Aber auch jene Beeren, die zwar angeschlagen, aber nicht aufgeplatzt sind, können den Geschmack negativ beeinflußen. Um die strapazierten Schalen zu verstärken, lagert die Rebe nämlich vermehrt Tannine ein, die den Weinen eine bittere Note verleihen können, wenn man falsch darauf reagiert.
…und im Keller
Die wichtigste Maßnahme im Umgang mit potentiell stärker mikrobiologisch und durch Bitterstoffe belastetem Traubenmaterial ist eine möglichst kurze Kontaktzeit des Saftes mit den Traubenschalen. Diese sind weit stärker „kontaminiert“ und liefern in solchen Situationen mehr Schlechtes als Gutes. Auch wenn es fast zu einfach klingt, kann eine rasche Verarbeitung und der Verzicht auf eine Maischestandzeit beim Weißwein einen enormen Unterschied machen.

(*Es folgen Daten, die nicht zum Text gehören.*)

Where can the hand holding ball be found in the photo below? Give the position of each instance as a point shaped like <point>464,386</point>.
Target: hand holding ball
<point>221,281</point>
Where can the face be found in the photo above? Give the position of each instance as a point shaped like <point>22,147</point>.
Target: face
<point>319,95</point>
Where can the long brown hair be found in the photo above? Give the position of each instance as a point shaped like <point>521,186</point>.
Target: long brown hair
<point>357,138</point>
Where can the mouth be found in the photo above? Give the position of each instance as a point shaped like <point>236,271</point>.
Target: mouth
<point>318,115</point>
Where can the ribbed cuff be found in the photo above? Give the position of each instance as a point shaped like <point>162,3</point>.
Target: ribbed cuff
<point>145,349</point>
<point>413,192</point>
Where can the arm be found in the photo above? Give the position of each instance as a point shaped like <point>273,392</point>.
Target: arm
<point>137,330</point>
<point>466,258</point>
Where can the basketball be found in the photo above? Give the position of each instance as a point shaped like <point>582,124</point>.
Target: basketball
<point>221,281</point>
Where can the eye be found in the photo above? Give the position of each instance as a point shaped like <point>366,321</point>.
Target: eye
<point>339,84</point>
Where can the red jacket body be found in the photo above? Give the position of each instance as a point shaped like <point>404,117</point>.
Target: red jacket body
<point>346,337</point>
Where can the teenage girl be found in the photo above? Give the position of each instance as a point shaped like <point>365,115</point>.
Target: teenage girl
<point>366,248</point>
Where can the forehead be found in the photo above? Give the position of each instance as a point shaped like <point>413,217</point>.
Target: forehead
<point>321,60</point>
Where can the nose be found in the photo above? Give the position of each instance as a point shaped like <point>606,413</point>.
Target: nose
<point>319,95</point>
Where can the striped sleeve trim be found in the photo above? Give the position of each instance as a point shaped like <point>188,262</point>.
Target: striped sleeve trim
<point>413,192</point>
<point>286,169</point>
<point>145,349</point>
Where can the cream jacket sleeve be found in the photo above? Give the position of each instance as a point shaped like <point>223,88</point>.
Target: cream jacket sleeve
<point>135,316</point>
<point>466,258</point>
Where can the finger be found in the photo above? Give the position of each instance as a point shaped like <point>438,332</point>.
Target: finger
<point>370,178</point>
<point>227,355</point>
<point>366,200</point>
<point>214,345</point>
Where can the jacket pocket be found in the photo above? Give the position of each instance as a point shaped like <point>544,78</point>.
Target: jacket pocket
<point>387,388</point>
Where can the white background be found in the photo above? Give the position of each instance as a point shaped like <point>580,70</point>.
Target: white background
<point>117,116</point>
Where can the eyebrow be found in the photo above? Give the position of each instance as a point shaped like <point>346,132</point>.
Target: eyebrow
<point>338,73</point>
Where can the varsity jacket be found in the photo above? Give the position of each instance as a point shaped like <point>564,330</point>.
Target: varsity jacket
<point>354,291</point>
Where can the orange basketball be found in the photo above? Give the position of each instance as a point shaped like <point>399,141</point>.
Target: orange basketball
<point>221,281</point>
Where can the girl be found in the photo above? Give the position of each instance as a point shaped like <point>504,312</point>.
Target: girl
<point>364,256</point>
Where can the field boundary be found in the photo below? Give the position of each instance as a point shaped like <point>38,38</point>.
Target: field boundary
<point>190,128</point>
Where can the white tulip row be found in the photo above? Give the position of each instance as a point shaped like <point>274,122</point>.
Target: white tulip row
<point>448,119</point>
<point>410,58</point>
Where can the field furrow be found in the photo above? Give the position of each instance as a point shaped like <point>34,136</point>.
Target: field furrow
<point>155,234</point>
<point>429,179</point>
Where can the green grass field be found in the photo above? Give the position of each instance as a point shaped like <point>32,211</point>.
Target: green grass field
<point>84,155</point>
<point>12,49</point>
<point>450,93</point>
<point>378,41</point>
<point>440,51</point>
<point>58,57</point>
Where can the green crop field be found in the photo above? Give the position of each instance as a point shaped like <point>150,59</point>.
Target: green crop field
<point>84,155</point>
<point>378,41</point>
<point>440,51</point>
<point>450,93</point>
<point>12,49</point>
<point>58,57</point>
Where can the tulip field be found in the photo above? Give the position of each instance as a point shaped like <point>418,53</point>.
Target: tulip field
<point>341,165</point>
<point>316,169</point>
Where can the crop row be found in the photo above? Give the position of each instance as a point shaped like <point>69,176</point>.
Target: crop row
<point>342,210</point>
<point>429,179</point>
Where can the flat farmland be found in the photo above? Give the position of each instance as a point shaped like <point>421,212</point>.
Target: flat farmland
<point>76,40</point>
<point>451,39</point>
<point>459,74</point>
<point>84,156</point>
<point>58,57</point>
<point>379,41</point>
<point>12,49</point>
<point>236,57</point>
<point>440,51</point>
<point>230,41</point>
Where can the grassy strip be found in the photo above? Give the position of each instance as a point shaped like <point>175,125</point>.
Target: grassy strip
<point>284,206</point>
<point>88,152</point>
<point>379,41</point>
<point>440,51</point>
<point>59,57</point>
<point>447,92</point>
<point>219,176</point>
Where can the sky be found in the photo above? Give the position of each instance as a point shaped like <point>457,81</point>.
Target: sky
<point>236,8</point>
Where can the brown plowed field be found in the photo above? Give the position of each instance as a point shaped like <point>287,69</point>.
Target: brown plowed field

Beim Rotwein gelingt das nicht ganz so einfach, denn für Farbe, Aroma und Tannin müssen die Weine zumindest ein paar Tage mit den Schalen („auf der Maische„) gären. Um das mikrobiologische Risiko gering zu halten, werde ich im Fall des Falles aber heuer wohl schon zu Most oder Maische SO2 zugeben. Das hemmt Enzyme, die in faulen Beeren zu Qualitätsverlusten führen, erschwert Essigsäurebakterien und Co. die Vermehrung und schützt Most und Wein vor zu starken Reaktionen mit Sauerstoff aus der Luft.
Auch ein rascher und sauberer Gärbeginn schützt den Most vor unerwünschten Entwicklungen. Bei nicht wirklich perfekten Trauben werde ich deshalb keine Spontangärungs-Experimente starten, sondern wie ohnehin meistens Reinzuchthefen verwenden.
Um das Risiko zu streuen werde ich außerdem heuer noch mehr Einzelchargen vinifizieren als sonst. Der Hagel hat unsere zahlreichen (aber kleinen) Weingärten unterschiedlich stark getroffen und es wäre nicht sinnvoll, geschädigte und nicht geschädigte Lagen gemeinsam zu verarbeiten, nur weil wir das immer so machen.
Natürlich sind auch zahlreiche zugelassene Mittel auf dem Markt, um verschiedenste Weinfehler wie z.B. Bitterstoffe im Nachhinein aus den Weinen zu entfernen. Ich verdamme diese auch nicht grundsätzlich, bin aber der Meinung, dass Vorbeugen im obigen Sinne besser ist als heilen, und verkaufe eine nicht gelungene Charge lieber anonym im Faß als sie abfülltauglich zur reparieren.
Insgesamt gehe ich aber davon aus, dass wir mit sorgfältiger Handlese und kleinen Adaptionen meiner üblichen Kellerwirtschaft auch den 2014er gut meistern werden.